Do we need to apply compassion to our political enemies? author George Saunders asked during his keynote note address at the 2018 Association of Writers & Writing Programs conference held in Tampa, Fla., March 7-10.

"Unfortunately, yes," said Saunders, who received the 2017 Man Booker Prize for Lincoln In the Bardo and was talking about covering the Trump rallies for The New Yorker. "But I don't mean we have to be gentle,” he said to a standing-room crowd of 1,800 people. This year’s AWP conference, which featured 2,000 presenters and 600 exhibitors, was held at the Tampa Convention Center, along Tampa Bay. Total attendance was 10,000, down from 12,000 last year— due in part to snow storms in the Northeast that caused flight cancellations.

In addition to Saunders' insistence on compassion—both in life and in writing fiction—another theme of the conference was identity. There were panels such as “Knowing Your Place: Identity and Space in Young Adult Fiction,” “Don’t Ask Me Where I’m From: Exploring Beauty and Bravery in Stories About Muslims,” and “Creatures from the Black Lagoon: Feminist Writing from the Deep South of Florida.”

One panel, “The Ecstasy and the Laundry,” moderated by fiction writer Jess Row, explored identity and gender stereotypes within families of writers. Fiction writer Caitlin Horrocks expressed the importance of establishing writing times when having children, “You need to have a conversation about what happens after that first year of having a child.” Harrocks husband, poet W. Todd Kaneko noted how many male writers had as many books as wives: "I"m not going to be that dad." Critic and NBCC president Kate Tuttle, speaking on her own identity as a writer said, “My husband [Kevin Young] is a poet and for years I’d meet some of his fellow poets and they were surprised that I have my own career as a critic.”

Many of the panels addressed the craft of writing and the role of criticism. Graywolf Press publisher Fiona McCrae moderated a panel with Maud Casey, Christopher Castellani, and Edwidge Danticat based on the books they wrote for Graywolf's The Art Of series. “I love to read beautiful criticism, and it is an art in itself but in that space I feel like a visitor,” said Danticat. “I approach it more like a conversation between passionate readers.”

Colette Bancroft, book editor of the Tampa Bay Times, moderated a discussion between novelists Nathan Englander and Lauren Groff on, among other things, the importance on getting feedback during the writing process. "It’s massively important,” said Groff. “My husband, as a general reader, is my first reader. Then I have a great group of readers, then my agent and my editor.” Englander observed that “it took me a while to realize that the book is a living thing."

Kate Tuttle moderated a discussion between Jeffrey Eugenides, Lorrie Moore, and Dana Spiotta. The conversation ranged from ideas (“I collect juicy stories,” said Moore, talking about people she knows, “and I will take things from your life and put them into fiction”) and on false starts and failures ( “It all feels like one long failure,” said Spiotta, to which the packed room of attendees responded with a communal laugh).

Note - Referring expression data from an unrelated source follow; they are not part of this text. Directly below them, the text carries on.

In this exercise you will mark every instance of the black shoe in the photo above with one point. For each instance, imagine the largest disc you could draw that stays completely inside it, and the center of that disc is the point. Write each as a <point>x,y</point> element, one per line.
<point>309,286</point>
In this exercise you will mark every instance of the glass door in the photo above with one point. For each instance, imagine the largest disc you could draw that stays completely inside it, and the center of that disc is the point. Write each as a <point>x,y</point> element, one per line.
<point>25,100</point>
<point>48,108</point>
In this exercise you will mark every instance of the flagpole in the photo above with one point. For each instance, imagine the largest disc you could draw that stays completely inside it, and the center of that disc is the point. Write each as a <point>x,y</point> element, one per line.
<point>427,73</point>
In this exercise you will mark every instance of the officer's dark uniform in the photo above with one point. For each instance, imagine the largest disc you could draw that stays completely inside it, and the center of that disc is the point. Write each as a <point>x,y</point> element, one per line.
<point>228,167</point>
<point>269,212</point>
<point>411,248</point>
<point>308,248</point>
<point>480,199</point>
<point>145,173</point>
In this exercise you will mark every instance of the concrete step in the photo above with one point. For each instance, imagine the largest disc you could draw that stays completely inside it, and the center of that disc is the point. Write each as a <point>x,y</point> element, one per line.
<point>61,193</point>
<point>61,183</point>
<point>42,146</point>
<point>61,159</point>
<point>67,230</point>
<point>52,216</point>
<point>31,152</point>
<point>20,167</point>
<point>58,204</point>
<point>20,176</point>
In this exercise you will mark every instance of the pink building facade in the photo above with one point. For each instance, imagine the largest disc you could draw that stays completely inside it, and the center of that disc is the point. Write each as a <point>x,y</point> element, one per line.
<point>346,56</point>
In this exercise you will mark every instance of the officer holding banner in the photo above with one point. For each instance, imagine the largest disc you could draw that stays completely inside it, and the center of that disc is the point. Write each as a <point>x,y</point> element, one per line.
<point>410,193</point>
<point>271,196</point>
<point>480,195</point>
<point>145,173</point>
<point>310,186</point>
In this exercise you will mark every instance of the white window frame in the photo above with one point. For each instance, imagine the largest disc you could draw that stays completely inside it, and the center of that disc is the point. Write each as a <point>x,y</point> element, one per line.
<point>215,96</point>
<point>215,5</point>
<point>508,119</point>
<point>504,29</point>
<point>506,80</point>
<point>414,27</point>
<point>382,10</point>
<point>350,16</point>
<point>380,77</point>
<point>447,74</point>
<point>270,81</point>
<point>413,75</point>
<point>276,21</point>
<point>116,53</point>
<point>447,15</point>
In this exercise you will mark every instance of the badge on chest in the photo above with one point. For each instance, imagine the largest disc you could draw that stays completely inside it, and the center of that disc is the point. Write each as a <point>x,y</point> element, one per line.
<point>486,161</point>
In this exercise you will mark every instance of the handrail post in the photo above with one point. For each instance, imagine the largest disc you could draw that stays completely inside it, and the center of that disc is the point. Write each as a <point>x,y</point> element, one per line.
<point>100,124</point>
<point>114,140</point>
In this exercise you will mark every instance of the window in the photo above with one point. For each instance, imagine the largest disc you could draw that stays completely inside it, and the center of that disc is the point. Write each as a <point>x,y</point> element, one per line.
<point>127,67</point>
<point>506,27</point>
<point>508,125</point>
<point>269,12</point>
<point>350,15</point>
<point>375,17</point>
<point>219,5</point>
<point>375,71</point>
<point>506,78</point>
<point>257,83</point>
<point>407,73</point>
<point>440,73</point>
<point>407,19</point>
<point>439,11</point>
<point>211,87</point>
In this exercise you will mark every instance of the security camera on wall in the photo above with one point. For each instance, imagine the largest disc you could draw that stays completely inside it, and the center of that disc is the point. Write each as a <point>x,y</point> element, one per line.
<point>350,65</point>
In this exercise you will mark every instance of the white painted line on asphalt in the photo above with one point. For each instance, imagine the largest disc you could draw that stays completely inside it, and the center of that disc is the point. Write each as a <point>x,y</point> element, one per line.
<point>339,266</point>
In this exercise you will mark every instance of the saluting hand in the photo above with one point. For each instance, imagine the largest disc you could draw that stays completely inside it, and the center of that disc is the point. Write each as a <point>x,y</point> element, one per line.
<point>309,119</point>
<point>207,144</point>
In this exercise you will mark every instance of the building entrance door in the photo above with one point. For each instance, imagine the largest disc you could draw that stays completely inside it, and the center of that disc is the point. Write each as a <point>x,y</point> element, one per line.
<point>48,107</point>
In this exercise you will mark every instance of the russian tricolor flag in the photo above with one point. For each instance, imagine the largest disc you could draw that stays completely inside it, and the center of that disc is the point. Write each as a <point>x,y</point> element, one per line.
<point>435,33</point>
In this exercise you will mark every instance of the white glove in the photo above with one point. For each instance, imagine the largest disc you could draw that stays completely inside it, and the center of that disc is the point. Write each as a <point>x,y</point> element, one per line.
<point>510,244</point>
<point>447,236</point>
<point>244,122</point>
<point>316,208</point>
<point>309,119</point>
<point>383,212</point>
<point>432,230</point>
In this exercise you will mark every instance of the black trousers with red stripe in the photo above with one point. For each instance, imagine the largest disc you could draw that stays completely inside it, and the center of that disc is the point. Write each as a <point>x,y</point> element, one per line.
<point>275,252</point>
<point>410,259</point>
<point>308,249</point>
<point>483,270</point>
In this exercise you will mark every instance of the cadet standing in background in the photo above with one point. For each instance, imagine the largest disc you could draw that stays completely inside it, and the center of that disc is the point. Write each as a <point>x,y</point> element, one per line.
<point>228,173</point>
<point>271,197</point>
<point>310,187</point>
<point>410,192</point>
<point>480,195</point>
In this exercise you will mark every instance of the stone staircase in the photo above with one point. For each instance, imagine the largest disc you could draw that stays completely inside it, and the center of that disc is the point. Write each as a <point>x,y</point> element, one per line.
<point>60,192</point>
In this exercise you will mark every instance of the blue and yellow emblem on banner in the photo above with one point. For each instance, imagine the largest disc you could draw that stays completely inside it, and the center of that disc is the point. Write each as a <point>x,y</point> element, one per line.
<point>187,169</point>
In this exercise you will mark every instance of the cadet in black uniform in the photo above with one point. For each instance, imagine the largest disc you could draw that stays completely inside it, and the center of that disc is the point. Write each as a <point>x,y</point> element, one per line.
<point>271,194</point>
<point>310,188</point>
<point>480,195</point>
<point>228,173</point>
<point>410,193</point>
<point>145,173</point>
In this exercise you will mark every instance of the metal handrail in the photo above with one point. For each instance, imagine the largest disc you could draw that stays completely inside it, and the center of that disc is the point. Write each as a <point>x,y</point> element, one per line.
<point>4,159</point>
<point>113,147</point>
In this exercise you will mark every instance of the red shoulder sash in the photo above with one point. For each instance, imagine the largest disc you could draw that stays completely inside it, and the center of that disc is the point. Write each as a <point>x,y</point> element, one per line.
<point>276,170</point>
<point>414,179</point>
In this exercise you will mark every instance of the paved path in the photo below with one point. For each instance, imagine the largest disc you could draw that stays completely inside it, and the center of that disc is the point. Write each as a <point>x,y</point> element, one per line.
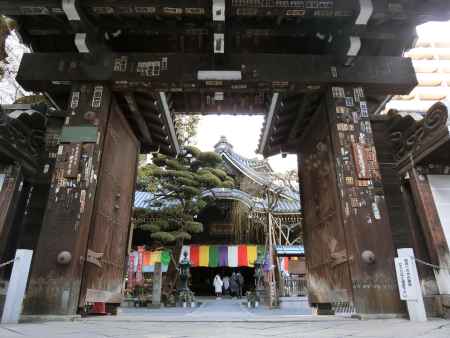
<point>136,329</point>
<point>224,318</point>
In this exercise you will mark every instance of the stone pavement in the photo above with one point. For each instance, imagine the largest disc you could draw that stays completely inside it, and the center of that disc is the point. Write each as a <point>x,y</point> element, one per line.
<point>225,318</point>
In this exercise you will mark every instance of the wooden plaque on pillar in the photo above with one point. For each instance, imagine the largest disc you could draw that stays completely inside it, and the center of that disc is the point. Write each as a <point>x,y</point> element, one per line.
<point>350,253</point>
<point>55,282</point>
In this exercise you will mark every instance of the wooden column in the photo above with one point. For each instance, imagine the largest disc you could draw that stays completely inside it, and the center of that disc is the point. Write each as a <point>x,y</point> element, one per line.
<point>11,184</point>
<point>349,246</point>
<point>60,256</point>
<point>432,228</point>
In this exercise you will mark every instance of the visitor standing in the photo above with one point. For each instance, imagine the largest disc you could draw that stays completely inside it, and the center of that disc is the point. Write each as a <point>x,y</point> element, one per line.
<point>218,284</point>
<point>226,285</point>
<point>241,282</point>
<point>234,285</point>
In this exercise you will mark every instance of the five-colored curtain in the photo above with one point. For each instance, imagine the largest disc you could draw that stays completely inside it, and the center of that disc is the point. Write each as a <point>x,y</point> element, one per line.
<point>232,256</point>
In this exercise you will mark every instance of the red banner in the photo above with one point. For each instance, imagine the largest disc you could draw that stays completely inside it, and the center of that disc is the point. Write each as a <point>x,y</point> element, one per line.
<point>139,275</point>
<point>131,279</point>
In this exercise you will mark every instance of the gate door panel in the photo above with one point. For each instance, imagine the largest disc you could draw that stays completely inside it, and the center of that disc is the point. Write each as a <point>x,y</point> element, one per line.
<point>107,246</point>
<point>328,271</point>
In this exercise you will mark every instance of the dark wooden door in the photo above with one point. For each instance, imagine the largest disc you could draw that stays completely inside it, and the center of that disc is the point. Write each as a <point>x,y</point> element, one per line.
<point>328,271</point>
<point>108,238</point>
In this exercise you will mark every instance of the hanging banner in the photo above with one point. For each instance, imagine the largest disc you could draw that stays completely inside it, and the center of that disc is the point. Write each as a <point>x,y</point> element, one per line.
<point>131,280</point>
<point>139,275</point>
<point>232,256</point>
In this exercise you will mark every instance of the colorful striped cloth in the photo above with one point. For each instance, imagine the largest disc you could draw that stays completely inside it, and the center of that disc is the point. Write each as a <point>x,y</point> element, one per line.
<point>204,256</point>
<point>232,256</point>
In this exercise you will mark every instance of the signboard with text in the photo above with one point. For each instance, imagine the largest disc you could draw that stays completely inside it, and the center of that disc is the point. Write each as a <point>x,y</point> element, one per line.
<point>405,279</point>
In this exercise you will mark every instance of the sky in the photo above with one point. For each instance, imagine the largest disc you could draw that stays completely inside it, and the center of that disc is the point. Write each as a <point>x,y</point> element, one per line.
<point>243,132</point>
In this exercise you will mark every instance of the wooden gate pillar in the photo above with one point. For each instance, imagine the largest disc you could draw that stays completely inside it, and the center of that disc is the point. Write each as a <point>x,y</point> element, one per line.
<point>11,184</point>
<point>435,239</point>
<point>55,281</point>
<point>349,246</point>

Many of the participants commented that while the conference wasn’t as crowded as last year, they felt they were able to have more intimate conversations and were generally pleased. AWP always feels invigorating,” said Cordelia Calvert, senior publicist at Liveright/Norton, which had a booth at the event. “And it’s so refreshing to see such a robust and devoted community come out to visit the presses they love.”

Joey Franklin, assistant professor of English at Brigham Young University, also gave the conference and venue high marks. “I've been to AWP every year since 2008,” said Franklin, noting that this conference had a particularly good mix of craft and pedagogy. As for Tampa, Franklin said, “Everyone I talked to wished Tampa's downtown was a little more lively, but the waterfront, palm trees, and the blue skies may have ruined me for future conferences in less temperate climates.”